ESCC and EAC genomes showed some CNAs with similar frequencies (e.g., CDKN2A, EGFR, KRAS, MYC, CDK6, MET) but also many CNAs with different frequencies between histologies, most of which were amplification events. Some of these regions harbor genes to which targeted therapies are currently available (VEGFA, ERBB2) or where agents are in clinical trials (PIK3CA, FGFR1). Other regions contain putative oncogenes that may be targeted in the future.


Using SNP arrays we compared genomic abnormalities in a large cohort of EAC and ESCC. We report here the similar and different frequencies of CNAs in ESCC and EAC. These results may allow development of histology-specific therapeutic agents for esophageal cancer.

Keywords: Esophageal cancer, genetics, genomics


Esophageal cancer, the eighth most common cancer in the world, is composed of two main histologic types: squamous cell carcinoma (ESCC) and adenocarcinoma (EAC). The two tumors have five-year overall survival rates averaging 15% [1], and are often included together in therapeutic and prognostic clinical studies [2;3]. The histologies may share the poor outcome with current therapeutic strategies, but they have distinct differences including causality, cell of origin and epidemiologic distribution [4]. Risk factors for esophageal SCC, the predominant type worldwide, include smoking and alcohol abuse, both inflammatory insults to the esophagus, while EAC is associated with obesity and gastroesophageal reflux disease (GERD) [5;6]. These two malignancies arise from different cell populations: ESCC from squamous epithelium and EAC from intestinal metaplastic epithelial cells or Barrett’s esophagus [7]. They should not necessarily be treated as the same disease in clinical trials and development of therapies.

With a shared poor outcome but distinct biologic, epidemiologic and demographic differences, these tumors are not the same. In the evolving era of personalized medicine and targeted therapies, we hypothesized that ESCC and EAC would have genomic differences important for developing new therapeutic strategies for esophageal cancer. There have been smaller studies using different techniques to compare ESCC and EAC DNA copy number abnormalities but our study is by far the largest and has the highest resolution to date, thus allowing a more precise comparison of similarities and differenced between the genomes.


Esophageal adenocarcinoma (EAC) copy number data

Seventy-three Affymetrix 250K Sty esophageal adenocarcinoma GeneChip data published as part of Berouhkim et al. [10] were obtained from the authors. Tumor data was normalized to a baseline reference file that was created from matched normals.
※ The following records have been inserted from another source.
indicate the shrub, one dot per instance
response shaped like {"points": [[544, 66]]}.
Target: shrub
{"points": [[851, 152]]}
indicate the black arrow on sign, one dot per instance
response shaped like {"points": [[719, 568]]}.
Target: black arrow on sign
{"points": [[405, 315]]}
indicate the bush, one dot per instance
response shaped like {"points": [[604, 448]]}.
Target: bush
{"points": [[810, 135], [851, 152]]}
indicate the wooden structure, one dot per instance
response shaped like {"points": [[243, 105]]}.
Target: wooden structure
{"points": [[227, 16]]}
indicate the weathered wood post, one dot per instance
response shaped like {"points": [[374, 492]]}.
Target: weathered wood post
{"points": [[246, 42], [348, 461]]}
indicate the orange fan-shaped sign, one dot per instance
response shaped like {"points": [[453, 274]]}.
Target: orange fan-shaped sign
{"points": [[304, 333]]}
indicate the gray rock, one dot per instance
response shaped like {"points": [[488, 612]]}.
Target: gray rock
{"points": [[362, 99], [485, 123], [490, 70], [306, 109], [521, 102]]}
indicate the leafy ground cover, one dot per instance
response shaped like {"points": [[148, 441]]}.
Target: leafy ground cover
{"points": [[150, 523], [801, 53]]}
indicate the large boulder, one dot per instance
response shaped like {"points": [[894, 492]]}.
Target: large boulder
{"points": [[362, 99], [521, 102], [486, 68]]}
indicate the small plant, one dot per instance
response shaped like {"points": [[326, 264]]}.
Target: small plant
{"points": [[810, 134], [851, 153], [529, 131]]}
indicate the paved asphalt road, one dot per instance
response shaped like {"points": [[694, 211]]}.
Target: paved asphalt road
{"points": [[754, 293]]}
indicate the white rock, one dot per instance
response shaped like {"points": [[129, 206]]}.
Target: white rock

Additionally, we included our own Affymetrix 6.0 SNP array data from 116 esophageal adenocarcinomas from patients treated at the University of Pittsburgh Medical Center from 2002 – 2008. The baseline reference file for this population was created from normal DNA obtained from the blood of 15 individuals from the same patient population. Genomic DNA was isolated from tumors and blood using QiaAmp DNA Mini Kit (Qiagen, Valencia, CA). DNA concentration and purity was assessed by UV absorbance (NanoDrop 1000, Thermo Fisher Scientific, Waltham, MA) and DNA quality was assessed by gel electrophoresis prior to labeling and array hybridization. All patients provided informed consent and this research was approved by appropriate human research institutional review boards.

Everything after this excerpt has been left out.